# Mapmaking Discussion & Philosophy (WIP/Critique) > Regional/World Mapping >  Lesser Galwyndor

## Janden

This map has been several years in the making. I don't work on it as often as I should, but I think I started this in 2014. It's for the Everwind series, and I wanted it to be giant size. It's around 30 inches across full size. Anyhow. I'm to the tedious part, which is adding in trees and mountains. 



This is the map at 33%.



This is the detail zoomed in at 100%.

----------


## Adfor

Oh my this is a pleasant surprise! The parchment feel of the main coloring is textured very nicely, and the simplicity you've managed to achieve really lets this piece breathe. Easy to read and not cluttered what-so-ever, and the shields & flags are a wonderful touch. All around great looking map, awesome job, Janden, repped!

----------


## Domino44

I agree with Adfor, it has a very nice feel. It's well labeled, clean, and has a nice unique style. Well done!

----------


## Kellerica

I agree with the others, this looks great. I like the colors used here, and the shape of the continent is well done. 

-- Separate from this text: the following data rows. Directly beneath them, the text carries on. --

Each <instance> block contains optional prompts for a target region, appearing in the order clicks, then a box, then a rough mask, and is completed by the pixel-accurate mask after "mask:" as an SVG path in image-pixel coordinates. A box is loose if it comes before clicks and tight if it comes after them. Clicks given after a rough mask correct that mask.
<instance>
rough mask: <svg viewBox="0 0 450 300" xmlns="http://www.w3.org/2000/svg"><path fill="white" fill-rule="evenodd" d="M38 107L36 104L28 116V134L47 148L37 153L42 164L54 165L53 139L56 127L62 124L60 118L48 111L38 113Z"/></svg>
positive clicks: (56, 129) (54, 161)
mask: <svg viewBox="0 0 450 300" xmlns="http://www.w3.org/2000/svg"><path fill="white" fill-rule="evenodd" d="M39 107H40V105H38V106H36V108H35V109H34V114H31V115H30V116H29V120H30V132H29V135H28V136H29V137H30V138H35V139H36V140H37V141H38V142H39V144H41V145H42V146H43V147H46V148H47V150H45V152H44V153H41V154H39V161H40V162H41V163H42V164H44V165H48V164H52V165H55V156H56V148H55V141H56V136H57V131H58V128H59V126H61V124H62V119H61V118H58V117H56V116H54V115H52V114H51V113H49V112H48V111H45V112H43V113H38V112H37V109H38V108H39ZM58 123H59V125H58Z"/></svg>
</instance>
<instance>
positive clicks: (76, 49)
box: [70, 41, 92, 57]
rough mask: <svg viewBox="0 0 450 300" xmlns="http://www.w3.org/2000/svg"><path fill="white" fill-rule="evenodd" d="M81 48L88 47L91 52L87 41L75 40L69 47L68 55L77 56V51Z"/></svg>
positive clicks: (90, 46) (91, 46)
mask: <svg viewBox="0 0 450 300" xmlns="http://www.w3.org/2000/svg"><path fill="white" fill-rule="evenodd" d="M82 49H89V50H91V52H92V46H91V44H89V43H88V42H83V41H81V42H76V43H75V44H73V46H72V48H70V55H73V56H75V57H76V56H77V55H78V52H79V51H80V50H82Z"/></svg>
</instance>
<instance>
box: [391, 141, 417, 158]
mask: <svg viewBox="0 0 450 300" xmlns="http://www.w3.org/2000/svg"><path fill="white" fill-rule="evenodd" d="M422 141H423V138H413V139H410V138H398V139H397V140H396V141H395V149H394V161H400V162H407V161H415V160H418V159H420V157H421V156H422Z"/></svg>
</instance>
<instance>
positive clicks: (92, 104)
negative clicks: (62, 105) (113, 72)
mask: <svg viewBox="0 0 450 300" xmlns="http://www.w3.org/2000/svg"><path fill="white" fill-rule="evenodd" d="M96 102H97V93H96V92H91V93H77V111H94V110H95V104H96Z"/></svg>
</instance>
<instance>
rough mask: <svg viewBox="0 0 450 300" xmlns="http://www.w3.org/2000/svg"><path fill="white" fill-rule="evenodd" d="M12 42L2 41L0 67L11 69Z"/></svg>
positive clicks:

The rivers are breaking all the rules, though. I'm not certain if this map is entirely your own design or not, as I have no idea if Everwind is an existing series or your creation, but if you can change them, I would. There is a very useful thread here on the Guild that will give you a breakdown of the subject.

----------


## Janden

> I agree with the others, this looks great. I like the colors used here, and the shape of the continent is well done. 
> 
> The rivers are breaking all the rules, though. I'm not certain if this map is entirely your own design or not, as I have no idea if Everwind is an existing series or your creation, but if you can change them, I would. There is a very useful thread here on the Guild that will give you a breakdown of the subject.


Yes, I'm aware after I did them. I put them backwards. Not too hard to fix I suppose. The trick I did was to take pictures of lightning and raise the threshold, invert the colors so that only the lightning remains. It makes a pretty awesome river.

----------


## Kellerica

I've used lightning as a river inspiration as well. They really do give you pretty great shapes.

----------


## Adfor

> I agree with the others, this looks great. I like the colors used here, and the shape of the continent is well done. 
> 
> The rivers are breaking all the rules, though. I'm not certain if this map is entirely your own design or not, as I have no idea if Everwind is an existing series or your creation, but if you can change them, I would. There is a very useful thread here on the Guild that will give you a breakdown of the subject.


I didn't even take notice! Looks like I've got a lot of training to do before joining the river police squad..

----------